For years, the Netherlands has been among the top in the field of research and innovation. In 2021, the Netherlands was in fifth place at the European Innovation Scoreboard (EIS). This is however one place less than the previous year, but still 23% above the EU average. What this index makes especially clear is that the Netherlands scores relatively poorly in the field of commercialising innovation knowledge. In other words, the Netherlands performs well developing knowledge, but not so well using this knowledge. This can also be traced back to the robotics density in the Netherlands. Although the upward trend has started, the Netherlands is still lagging behind neighbouring countries such as Belgium and Germany in terms of the use of robotics.
One of the main strengths of the Netherlands is the strong cooperation between knowledge institutions and the technology businesses. By linking research and innovations to societal challenges and by the direct involvement of (end) users, researchers and technology providers, innovation is accelerated. This creates a dynamic landscape of start-ups, scale-ups, spin-offs from universities & research institutions and Original Equipment Manufacturers (OEMs). The Dutch model is extremely suitable for start-ups, and Dutch robotics solutions are now finding their way around the world.
The robotics landscape in the Netherlands consists of manufacturers, distributors, integrators (hardware, software and services) and end users. Some of the robotics companies develop technology that is widely applicable or focuses on system integration. For parties such as Olmia Robotics, Wired Workers, Affix Engineering and Smart Robotics, this is their main business focus . In addition, there is also a lot of development specifically aimed at a certain area of application. In this way, the Netherlands combines the technical expertise with the knowledge and experience that is present within these market sectors. In recent years, the Netherlands has mainly been active in the field of logistics & industry, agrofood, inspection & maintenance. There are several successful companies focused on industrial sectors (Tebulo, VertiDrive) and the agricultural sector (Lelly, and Kompano, a cooperation between Priva, MTA and Vectioneer). We also see an increase in the number of start-ups within these sectors such as Pixel Farming Robotics, Trabotyx, Avular, LoopRobotics, Fizyr.
In the meantime, more and more attention is being paid to the development of robotics for the healthcare sector (Care & Cure). Hospitals and healthcare institutions are collaborating with robotics parties and exploring the market and its application. We now see good examples of this at SARA Robotics, Tessa (from TinyBots) and care robot Rose. In order to accelerate innovation and promote market implementation, in addition to financial support, there is also a need for physical places where testing can be done and demonstrations can be shown. The Netherlands has many field labs where technology and development meet end users. A few examples are Space53, RoboHouse, BIC Fabriek van de Toekomst, Sharehouse Living-lab, Fieldlab Industrial Robotics, Breda Robotics and Fieldlab Smart Welding Factory.

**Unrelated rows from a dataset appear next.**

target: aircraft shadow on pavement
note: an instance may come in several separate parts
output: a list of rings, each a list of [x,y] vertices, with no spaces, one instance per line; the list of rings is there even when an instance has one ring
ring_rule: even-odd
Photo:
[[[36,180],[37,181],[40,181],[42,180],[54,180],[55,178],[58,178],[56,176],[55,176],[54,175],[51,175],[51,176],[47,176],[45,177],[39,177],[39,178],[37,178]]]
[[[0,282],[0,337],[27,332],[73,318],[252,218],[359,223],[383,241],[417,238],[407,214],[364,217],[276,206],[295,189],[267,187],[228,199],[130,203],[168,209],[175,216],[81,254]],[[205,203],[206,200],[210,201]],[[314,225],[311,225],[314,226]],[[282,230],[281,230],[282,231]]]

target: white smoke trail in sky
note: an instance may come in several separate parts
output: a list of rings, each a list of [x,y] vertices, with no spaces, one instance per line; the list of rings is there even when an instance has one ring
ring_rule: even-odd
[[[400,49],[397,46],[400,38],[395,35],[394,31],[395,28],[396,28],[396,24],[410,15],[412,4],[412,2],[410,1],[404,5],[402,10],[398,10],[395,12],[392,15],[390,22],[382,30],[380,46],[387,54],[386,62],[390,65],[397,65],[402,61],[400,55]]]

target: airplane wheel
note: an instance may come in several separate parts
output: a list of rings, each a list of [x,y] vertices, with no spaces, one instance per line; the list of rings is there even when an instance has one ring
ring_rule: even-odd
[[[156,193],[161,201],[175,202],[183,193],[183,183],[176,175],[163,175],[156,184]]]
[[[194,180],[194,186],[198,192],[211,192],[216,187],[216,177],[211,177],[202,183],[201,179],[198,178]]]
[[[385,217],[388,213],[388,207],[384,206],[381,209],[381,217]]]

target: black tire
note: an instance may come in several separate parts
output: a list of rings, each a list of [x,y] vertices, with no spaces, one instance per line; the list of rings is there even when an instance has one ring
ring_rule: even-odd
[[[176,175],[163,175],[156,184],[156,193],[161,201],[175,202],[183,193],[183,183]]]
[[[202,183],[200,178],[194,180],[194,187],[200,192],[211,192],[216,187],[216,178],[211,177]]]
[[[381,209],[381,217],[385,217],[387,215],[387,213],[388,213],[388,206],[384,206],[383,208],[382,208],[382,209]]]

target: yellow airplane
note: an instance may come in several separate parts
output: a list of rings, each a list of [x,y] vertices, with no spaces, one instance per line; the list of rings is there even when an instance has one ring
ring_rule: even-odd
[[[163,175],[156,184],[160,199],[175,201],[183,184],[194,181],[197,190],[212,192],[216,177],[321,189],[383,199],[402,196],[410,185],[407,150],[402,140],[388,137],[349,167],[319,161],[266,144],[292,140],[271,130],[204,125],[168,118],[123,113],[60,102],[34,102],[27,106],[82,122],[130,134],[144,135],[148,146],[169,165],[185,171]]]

Internationally, the Dutch robotics ecosystem coordinates several EU Horizon 2020 projects on Digital Innovation Hubs (agROBOfood, DIH^2,DIH-HERO, Sprint Robotics, etc.) and of course has connections with euRobotics.
Holland Robotics was founded five years ago by High Tech NL because of a need from both the business community and the knowledge institutions to map and strengthen the robotics landscape in the Netherlands. The aim of the cluster was to build a strong ecosystem, to stimulate innovation and collaboration and to jointly look at a goal and roadmap to give focus to (future) innovations and research. In 2017, 375 companies were active in robotics, this number has now grown to more than 650 organisations. A sign that robotics is on the rise in the Netherlands and abroad.
Holland Robotics acts as a network partner and is a connecting element for technology, user and education. By initiating or participating in the various (European) projects, we try to increase innovation and the revenue model in the Netherlands. We also identify action points in the Netherlands we have to pay attention to in order to remain successful in the future. For example, the application of robotics must receive more attention within SMEs and it is important that robotics and technology are given a greater role within primary and secondary education. 5 years after the foundation of Holland Robotics is also a moment of looking back and looking forward. The new roadmap for the coming years is almost ready. Drawn up by representatives of the various components within the diverse robotics landscape in the Netherlands. Holland Robotics will launch this roadmap in May along with an online overview of the Dutch Robotics landscape (650+).